Una diferencia importante entre el momento actual y ciclos anteriores es que, por primera vez en muchos años, la derecha en el Perú parece estar construyendo una agenda con contenido y estructura, y no solo reaccionando al miedo al comunismo o al populismo.
López Aliaga y Butters, en sus respectivos estilos, han introducido temas concretos: reducción de ministerios, simplificación tributaria, apoyo al emprendedurismo informal, defensa de la familia, inversión en infraestructura sin burocracia, combate frontal al crimen organizado y un control migratorio más estricto.
El 2026 no será una elección más. Será, quizás, el último llamado antes del colapso definitivo. No se trata simplemente de evitar al “menos peor”, ni de ilusionarse con el nuevo rostro de turno. Se trata de entender, de una vez por todas, que el voto no es un gesto simbólico: es un acto de poder ciudadano, y también de responsabilidad histórica.

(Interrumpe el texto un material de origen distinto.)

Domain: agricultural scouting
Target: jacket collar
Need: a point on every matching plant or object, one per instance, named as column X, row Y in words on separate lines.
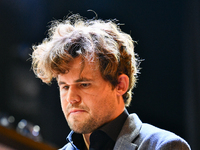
column 129, row 132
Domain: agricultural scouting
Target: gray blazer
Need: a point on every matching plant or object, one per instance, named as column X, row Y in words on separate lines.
column 136, row 135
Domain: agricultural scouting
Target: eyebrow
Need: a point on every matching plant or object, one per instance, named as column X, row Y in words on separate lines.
column 76, row 81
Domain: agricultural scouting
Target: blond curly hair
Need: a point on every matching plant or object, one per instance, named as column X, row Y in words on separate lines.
column 93, row 40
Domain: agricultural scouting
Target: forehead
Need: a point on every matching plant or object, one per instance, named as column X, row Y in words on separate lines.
column 80, row 68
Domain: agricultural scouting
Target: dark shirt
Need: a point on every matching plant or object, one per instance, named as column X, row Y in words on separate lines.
column 104, row 137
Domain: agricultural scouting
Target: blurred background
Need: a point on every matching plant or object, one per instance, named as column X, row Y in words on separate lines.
column 168, row 36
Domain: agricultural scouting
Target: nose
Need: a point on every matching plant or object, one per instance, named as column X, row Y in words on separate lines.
column 72, row 95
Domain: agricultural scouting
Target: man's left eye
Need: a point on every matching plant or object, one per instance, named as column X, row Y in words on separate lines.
column 85, row 85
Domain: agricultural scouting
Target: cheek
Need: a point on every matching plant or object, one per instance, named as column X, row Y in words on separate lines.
column 63, row 103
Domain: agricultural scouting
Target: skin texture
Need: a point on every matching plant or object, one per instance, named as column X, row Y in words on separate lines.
column 87, row 100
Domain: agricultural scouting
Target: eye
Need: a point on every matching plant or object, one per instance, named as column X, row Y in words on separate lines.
column 66, row 87
column 85, row 85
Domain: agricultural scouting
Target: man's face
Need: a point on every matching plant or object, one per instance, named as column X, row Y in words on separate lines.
column 88, row 101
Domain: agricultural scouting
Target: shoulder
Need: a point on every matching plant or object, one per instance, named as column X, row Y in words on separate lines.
column 68, row 146
column 147, row 137
column 160, row 139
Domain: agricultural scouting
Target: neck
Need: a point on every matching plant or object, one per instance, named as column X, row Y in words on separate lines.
column 86, row 138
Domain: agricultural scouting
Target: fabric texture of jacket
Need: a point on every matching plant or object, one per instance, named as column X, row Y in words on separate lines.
column 136, row 135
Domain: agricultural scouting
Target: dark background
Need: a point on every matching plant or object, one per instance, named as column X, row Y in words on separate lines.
column 168, row 36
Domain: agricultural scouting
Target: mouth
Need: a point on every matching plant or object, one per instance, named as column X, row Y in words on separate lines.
column 76, row 111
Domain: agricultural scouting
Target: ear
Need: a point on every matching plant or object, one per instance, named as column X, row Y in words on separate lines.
column 123, row 84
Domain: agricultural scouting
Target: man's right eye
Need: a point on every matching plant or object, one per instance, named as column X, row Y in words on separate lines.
column 66, row 87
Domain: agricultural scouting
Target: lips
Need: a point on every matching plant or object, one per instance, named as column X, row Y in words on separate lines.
column 76, row 111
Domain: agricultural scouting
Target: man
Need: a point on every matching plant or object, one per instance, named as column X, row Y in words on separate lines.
column 96, row 68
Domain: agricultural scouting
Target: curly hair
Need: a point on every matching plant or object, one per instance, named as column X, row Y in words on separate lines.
column 93, row 40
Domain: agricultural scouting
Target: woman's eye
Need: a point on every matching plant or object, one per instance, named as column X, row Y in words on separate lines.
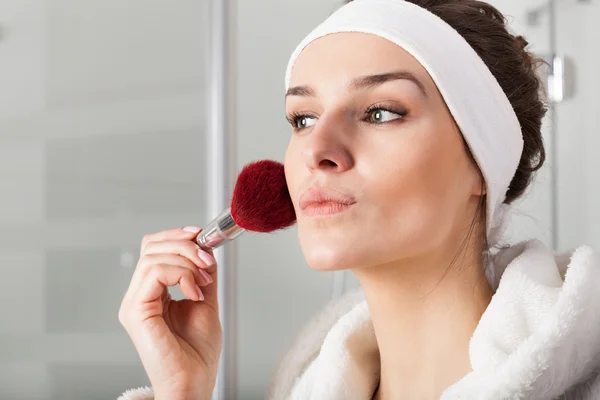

El Perú ya probó el experimento progresista, y el resultado fue un Estado secuestrado por la incompetencia, por el dogma ideológico y por redes de corrupción bajo discursos de justicia social. La izquierda prometió redención, y solo trajo más caos, más pobreza y más fractura nacional. Su fracaso no es solo político, es moral.
Hoy el país clama por orden, por eficacia, por sentido común. Pero también por dignidad. No más líderes que lleguen al poder para enriquecerse o victimizarse. No más revoluciones de cartón. No más partidos que desaparecen al día siguiente de las elecciones. El Perú merece líderes que trabajen en silencio, que hablen claro, que no le teman al costo político y que entiendan que gobernar es servir.